Employer's attitude towards parental leave? The Norwegian system of parental leave is an important pillar in the social model and aims at facilitating women’s and men’s labour market participation and caring responsibilities. A number of studies have been conducted in order to evaluate the effect of these arrangements, particularly the daddy quota introduced in 1993. However, very few studies have examined how employers relate to the requirements. Employers attitudes towards parental leave and employers’ evaluation of the cost and benefits are the main object of this report. The key research questions are:
• What sort of attitudes do employers express towards parent leave?
• Are any potentially negative attitudes based on
A normative approach towards gender roles, parenthood and equal opportunities or
An instrumental approach grounded in negative consequences for the employer such as efficiency loss and extra costs?
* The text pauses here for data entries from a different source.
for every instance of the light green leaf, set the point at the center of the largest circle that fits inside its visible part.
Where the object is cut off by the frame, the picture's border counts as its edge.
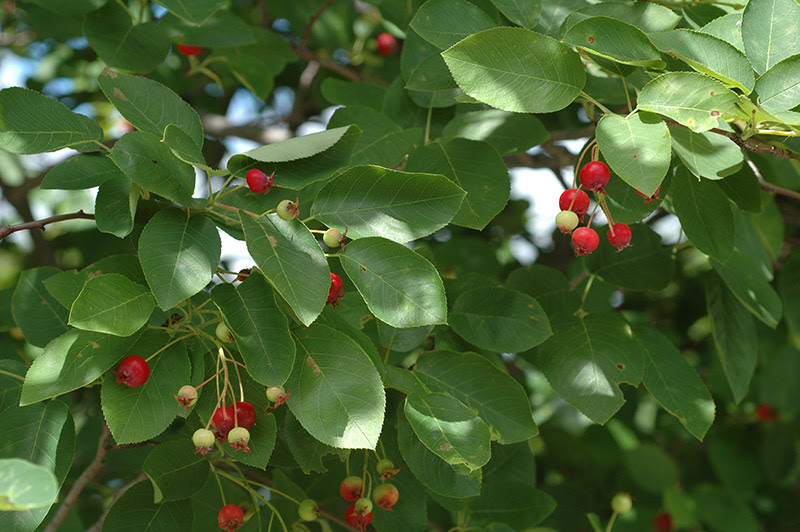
(33, 123)
(259, 327)
(179, 255)
(292, 261)
(770, 32)
(587, 359)
(637, 148)
(615, 40)
(138, 414)
(399, 286)
(449, 429)
(499, 319)
(336, 392)
(497, 398)
(517, 70)
(475, 167)
(150, 164)
(375, 201)
(707, 54)
(694, 100)
(674, 383)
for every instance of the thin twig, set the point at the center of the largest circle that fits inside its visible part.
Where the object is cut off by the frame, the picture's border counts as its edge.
(39, 224)
(87, 475)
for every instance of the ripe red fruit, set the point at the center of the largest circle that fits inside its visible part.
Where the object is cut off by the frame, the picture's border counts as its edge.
(580, 204)
(663, 522)
(335, 291)
(355, 519)
(230, 517)
(188, 50)
(585, 240)
(258, 181)
(133, 371)
(245, 414)
(387, 44)
(351, 488)
(385, 496)
(620, 237)
(595, 176)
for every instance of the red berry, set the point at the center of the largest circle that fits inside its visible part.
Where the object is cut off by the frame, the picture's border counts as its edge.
(335, 290)
(355, 519)
(230, 517)
(351, 488)
(619, 236)
(595, 176)
(585, 240)
(386, 496)
(245, 414)
(663, 522)
(133, 371)
(188, 50)
(387, 44)
(258, 181)
(580, 204)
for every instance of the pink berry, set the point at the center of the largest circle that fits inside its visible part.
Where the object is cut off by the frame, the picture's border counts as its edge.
(387, 44)
(585, 240)
(574, 200)
(133, 371)
(230, 517)
(595, 176)
(619, 236)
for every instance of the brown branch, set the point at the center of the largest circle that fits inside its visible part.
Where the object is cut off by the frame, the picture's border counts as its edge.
(87, 475)
(320, 11)
(39, 224)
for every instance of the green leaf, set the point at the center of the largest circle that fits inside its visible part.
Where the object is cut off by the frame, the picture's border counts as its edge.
(475, 167)
(674, 383)
(73, 360)
(615, 40)
(81, 171)
(196, 11)
(646, 265)
(176, 470)
(508, 133)
(770, 30)
(260, 328)
(136, 511)
(497, 398)
(445, 22)
(24, 485)
(336, 392)
(292, 261)
(36, 312)
(112, 304)
(694, 100)
(179, 255)
(138, 414)
(120, 43)
(779, 87)
(705, 214)
(637, 149)
(150, 164)
(707, 54)
(517, 70)
(33, 123)
(375, 201)
(399, 286)
(706, 154)
(735, 337)
(449, 429)
(586, 360)
(499, 319)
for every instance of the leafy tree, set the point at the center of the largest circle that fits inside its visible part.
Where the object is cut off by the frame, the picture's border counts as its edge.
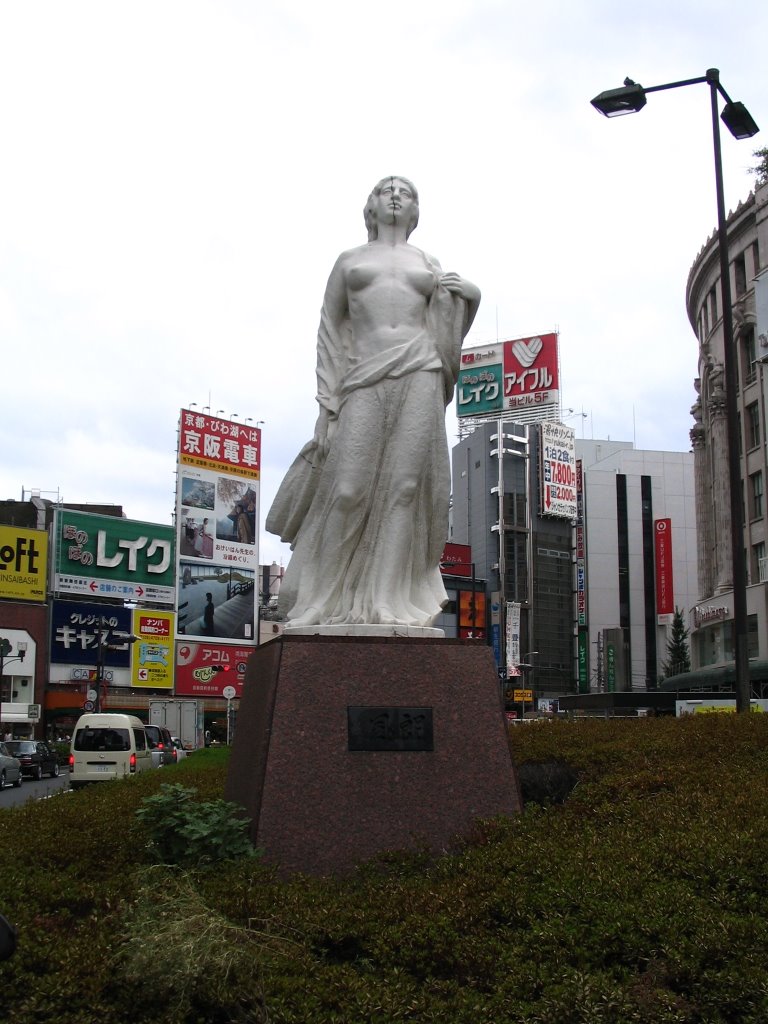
(678, 652)
(761, 169)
• How do employers organise for parental leave, so that employees can use their statutory rights?
We conducted 24 interviews with employers from four different industries in four different private sector branches: i) hotels, ii) restaurants, iii) transport and logistics and iv) consultancy. It is often considered time-consuming and difficult to access employers for qualitative interviews, and this proved to be the case also in this project. Employers’ attitudes to parental leave and the daddy quota has been part of the political debate in Norway for several years. We underline that this is a qualitative report and it is not possible to make any generalization to what Norwegian employers think about parental leave in general. We investigate how employers might act and think, and not how many employers may act this way.
Key findings in this report are:
• Most of the employers we interviewed had a positive attitude toward parental leave. Some of them pointed out that old male employers as well as management in large international corporations may have more negative attitudes towards parental leave.
• It is considered unproblematic to administer parental leave for the employer. It is not considered problematic for the employee that the employee is absent with 9 parental leave. Employers reorganize work task or postpone some of the work in order to arrange for the leave period. If this is not enough, a temporary employee is brought in. The need for a temporary employee is weighted against the cost and time involved in training a new person. Some employers pointed out that at 4-6 months was the maximum period to manage without a substitute.
• The employers considered the daddy quota as the normal period of leave for a male employee, and that it was normal for the mother to take the rest of the leave period. Exceptions from this ‘rule’ is found when the employer emphases that they are a particular family-friendly company or if the mother of the child is met with particular circumstances (education, illness or work)
• The costs related to parental leave are considered by the employees in the same way as other personnel expenses. The employees do not estimate the cost for the company related to parental leave and do not make any attempts to reduce such costs. When prompted training of temporary employees and reduced turnover is mentioned as costs for the company related to parental leave.
• The employers are eager to accommodate the employees’ preferences concerning the period of absence (length as well as possible part-time leave). However, certain circumstances might legitimize efforts in order to convince the employees to adapt to company needs. Such need is mainly considered as the need of certain competences and needs related to periods with extra work load (holidays, new customers etc.).
• No common attitude to the question on part-time leave is found. However, some employers point to extra managerial work, rota trouble and part-time use of costly equipment.
• The employers do not expect employees to be accessible for questions and work (e-mail, phone and working from home) during their parental leave. Some point out that it is the employees themselves who want to be informed about what happens in the company when they are on leave, and that employees often therefore do not to completely ‘logg off’.
• The employers had few company plans that expressed equal opportunities and work-life balance. However, all of the employers considered this important and measures were made in order to become a flexible company. Yet, flexibility was mainly an issue of flexible hours or working from home. No measures in order to reduce the strain of work on newly parents were found.
• All in all, the employers wished to be generous and sympathetic towards employers on parental leave, because:
• Employers needed to attract and keep productive employees.
• Employers were dependant on a give-and take attitude based on fair treatment of their employees (demand much – render much).
• A normative commitment to parenthood is as a central value.